Michael tittered. “What are you supposed to be, anyway?”

“I’m Little Red Riding Hood. Only I wasn’t lucky enough to get away from the Big Bad Wolf. See?” She tilted her head to show off her glistening neck wound.

“Awesome,” Scott said.

“You guys think you’re so cool, standing around smoking,” Rachel said. “Those things cause cancer, you know, in case you haven’t read a newspaper or anything.”

“She’s like a goddamn public service announcement,” Peter said.

Scott and I laughed.

Rachel reached into her cloak and pulled out a Krackel bar. She smiled sideways at me, then extended the candy bar to Michael, the only one of us without a cigarette. “Here. For not smoking.”

“Sweet!” Michael snatched up the candy bar and unwrapped it. “Thanks.”

“So, anyway, it looks like you guys are up to no good. I thought I’d warn you that there’s a ton of cops out tonight. It’s because of that girl they found. And the other kids, too, I guess. The missing kids. They’re not messing around. We’ve already been stopped twice.”

“We’re not up to nothing,” Peter said. “But thanks.”

“Yeah,” I said. “Thanks, Rachel.”

Across the street, Rachel’s friends shouted after her.

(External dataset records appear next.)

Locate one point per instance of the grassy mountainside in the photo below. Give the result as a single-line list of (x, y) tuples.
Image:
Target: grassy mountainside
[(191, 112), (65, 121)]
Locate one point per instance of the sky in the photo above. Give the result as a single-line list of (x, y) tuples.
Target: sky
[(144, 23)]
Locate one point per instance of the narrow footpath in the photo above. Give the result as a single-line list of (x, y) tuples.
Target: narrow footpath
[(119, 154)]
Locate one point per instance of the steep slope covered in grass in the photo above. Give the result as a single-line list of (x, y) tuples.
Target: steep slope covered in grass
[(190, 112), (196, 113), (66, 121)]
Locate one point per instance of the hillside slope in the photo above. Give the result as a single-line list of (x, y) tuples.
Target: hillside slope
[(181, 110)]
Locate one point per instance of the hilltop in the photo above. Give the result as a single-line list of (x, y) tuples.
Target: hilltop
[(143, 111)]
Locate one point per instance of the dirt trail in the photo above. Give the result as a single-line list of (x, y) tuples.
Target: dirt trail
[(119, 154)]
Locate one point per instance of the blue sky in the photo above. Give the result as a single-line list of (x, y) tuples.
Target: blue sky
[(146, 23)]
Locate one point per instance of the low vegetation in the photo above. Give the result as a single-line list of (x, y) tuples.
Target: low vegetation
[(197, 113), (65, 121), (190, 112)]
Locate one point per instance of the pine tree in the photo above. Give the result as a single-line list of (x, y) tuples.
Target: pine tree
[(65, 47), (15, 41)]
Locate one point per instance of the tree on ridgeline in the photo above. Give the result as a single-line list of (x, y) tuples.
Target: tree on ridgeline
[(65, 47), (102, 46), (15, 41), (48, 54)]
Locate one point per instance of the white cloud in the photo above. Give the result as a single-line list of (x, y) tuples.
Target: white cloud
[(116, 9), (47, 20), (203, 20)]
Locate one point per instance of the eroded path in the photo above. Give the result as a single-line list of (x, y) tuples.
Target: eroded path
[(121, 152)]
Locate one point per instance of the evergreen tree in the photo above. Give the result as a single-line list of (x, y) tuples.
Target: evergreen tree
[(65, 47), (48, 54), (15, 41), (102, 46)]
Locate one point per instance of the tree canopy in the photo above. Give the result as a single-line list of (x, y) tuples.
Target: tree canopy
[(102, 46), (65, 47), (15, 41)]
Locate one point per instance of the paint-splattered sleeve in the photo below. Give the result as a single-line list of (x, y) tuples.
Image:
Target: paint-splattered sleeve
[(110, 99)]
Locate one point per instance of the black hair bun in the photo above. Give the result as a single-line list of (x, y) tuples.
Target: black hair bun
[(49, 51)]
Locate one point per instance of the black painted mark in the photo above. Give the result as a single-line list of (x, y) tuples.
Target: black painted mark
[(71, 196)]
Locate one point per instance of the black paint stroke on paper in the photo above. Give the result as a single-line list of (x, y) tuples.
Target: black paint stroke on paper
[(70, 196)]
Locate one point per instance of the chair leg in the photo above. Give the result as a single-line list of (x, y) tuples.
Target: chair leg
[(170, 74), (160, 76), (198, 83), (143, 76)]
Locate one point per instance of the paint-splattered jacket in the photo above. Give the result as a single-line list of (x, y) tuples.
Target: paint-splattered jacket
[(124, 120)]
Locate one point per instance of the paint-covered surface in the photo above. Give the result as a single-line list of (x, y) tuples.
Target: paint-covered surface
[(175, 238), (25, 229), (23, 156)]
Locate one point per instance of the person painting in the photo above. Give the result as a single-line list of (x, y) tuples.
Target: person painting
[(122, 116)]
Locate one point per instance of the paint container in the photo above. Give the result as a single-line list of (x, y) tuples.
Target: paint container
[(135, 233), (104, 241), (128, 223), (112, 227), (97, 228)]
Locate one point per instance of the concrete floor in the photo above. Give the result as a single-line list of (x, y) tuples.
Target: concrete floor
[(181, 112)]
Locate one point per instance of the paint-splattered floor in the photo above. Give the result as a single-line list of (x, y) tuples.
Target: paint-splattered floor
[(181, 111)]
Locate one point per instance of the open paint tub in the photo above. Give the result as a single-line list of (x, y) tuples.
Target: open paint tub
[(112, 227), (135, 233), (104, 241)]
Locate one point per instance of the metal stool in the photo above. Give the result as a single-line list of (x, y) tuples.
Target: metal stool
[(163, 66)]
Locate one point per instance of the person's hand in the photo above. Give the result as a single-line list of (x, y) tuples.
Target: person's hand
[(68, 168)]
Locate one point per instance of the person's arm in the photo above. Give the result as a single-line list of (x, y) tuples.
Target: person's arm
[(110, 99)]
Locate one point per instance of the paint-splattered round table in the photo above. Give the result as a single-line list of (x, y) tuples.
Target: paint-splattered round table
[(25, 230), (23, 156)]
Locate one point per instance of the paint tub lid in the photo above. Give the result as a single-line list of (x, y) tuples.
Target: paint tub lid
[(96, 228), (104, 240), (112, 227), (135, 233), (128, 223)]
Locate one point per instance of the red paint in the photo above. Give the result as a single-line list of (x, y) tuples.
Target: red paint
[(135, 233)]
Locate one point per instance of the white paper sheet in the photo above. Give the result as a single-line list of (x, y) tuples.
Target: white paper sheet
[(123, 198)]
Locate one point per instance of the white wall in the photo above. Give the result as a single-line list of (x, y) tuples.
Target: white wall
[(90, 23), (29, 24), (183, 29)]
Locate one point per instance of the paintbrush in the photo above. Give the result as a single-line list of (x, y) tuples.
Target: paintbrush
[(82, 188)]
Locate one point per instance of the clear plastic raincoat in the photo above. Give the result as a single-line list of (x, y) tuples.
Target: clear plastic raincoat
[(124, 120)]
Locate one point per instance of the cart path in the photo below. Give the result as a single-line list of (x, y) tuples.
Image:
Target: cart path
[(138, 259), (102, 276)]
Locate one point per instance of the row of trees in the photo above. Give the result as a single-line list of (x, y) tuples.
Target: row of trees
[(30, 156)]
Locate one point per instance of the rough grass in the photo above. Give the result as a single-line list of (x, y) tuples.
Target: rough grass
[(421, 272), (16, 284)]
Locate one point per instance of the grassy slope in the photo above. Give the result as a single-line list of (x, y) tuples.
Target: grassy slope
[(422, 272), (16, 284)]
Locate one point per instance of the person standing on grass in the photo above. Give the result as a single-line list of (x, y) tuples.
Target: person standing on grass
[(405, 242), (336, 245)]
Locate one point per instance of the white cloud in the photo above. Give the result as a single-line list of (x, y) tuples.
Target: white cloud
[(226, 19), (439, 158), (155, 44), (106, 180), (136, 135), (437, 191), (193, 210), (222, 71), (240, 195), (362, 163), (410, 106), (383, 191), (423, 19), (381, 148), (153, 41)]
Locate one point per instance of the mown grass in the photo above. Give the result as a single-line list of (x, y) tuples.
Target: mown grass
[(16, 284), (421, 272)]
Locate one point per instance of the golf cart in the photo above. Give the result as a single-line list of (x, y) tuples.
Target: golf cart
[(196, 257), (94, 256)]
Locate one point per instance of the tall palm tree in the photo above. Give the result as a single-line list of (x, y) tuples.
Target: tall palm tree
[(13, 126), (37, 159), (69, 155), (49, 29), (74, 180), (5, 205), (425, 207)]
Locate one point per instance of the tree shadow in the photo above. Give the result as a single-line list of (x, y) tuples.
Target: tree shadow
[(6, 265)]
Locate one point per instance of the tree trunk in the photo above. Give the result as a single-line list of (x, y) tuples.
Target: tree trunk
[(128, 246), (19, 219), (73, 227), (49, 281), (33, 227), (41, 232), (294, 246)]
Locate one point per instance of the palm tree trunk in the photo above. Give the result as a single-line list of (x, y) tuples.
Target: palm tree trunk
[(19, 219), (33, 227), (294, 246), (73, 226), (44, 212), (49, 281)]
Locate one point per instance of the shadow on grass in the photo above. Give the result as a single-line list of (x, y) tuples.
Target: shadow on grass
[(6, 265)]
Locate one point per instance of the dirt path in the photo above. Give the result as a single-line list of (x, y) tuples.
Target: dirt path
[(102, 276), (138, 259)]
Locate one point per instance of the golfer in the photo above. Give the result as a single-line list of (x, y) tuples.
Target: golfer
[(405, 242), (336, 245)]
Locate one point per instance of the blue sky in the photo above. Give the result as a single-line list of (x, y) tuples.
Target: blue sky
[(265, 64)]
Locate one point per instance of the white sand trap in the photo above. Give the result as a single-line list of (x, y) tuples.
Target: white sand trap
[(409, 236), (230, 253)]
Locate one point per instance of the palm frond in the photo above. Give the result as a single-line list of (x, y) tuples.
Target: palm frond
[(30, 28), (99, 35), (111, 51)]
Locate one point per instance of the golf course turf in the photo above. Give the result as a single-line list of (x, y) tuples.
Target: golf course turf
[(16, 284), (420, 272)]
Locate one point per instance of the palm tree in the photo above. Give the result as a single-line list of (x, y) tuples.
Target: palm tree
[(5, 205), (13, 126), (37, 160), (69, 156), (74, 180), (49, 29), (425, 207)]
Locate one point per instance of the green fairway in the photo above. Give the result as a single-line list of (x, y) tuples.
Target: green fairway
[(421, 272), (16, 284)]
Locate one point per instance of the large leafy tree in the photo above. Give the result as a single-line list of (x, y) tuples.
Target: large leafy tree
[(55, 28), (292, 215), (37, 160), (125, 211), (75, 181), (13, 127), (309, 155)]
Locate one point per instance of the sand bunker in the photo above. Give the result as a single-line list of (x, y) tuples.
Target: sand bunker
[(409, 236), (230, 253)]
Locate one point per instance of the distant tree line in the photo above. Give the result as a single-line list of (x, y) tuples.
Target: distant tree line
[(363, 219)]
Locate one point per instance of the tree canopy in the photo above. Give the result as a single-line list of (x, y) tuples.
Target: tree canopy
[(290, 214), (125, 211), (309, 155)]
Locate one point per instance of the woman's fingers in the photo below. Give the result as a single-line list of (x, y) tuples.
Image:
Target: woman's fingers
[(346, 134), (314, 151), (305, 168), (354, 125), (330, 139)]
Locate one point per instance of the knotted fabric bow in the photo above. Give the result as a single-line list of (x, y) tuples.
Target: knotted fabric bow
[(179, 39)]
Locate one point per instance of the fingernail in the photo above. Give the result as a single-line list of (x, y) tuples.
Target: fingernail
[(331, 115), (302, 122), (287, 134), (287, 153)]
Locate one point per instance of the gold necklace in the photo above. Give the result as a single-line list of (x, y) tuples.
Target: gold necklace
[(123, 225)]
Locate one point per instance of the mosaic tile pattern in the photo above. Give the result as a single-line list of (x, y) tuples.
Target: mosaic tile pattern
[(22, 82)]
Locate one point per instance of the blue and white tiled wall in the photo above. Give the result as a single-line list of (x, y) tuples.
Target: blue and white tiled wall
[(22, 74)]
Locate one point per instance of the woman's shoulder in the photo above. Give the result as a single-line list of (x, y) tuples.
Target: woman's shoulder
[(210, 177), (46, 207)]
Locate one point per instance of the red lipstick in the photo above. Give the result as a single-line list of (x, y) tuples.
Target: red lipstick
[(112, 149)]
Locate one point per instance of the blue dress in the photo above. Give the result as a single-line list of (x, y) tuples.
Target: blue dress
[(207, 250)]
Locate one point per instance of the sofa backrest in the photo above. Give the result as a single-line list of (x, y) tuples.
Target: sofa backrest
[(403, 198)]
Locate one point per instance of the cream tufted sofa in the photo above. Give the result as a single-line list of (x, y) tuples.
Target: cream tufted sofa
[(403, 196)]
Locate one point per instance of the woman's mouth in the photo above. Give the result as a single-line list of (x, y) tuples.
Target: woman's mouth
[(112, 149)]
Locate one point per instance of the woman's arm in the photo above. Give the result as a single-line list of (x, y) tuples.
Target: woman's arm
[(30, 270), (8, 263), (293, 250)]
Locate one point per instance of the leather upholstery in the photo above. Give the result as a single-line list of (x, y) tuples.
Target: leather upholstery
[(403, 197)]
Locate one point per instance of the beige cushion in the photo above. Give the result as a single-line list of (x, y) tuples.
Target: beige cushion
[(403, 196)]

“Listen, I gotta go. Sasha Tamblin’s having some people over. You guys want to come?”

I shrugged. So did my friends. Michael grunted something unintelligible around his candy bar. We had heard about the party but had more important plans for the evening. Yet I suddenly found myself wondering what it would be like to attend a party with Rachel . . .

“You guys.” She looked like she wanted to shake her head at our hopelessness. “It must be exhausting having to look so tough all the time.”

“Quit flirting,” Michael said.

She smiled. “So what are you guys supposed to be?”

“We’re ghosts. We’re the disappeared.” Michael waved a hand in front of her face, Jedi-style. “You never even saw us.”

“I wish,” she said, and laughed. Then she spun on her heels and hurried across the street to join her friends. A few of them shouted nonsense at us and made kissing noises before disappearing around the darkening bend in the road.





The streets were suspiciously silent. Aside from the occasional police cruiser tucked into a darkened alley, we were utterly alone. Even the older kids who usually meandered around town, laughing too loudly and talking in raised voices, or perched on the hoods of their cars, passing around bottles of beer—my grandmother referred to these troublemakers as neighborhoodlums—were noticeably absent. I didn’t know if it was the presence of police patrolling the neighborhood or the whispers about the Piper that kept people inside.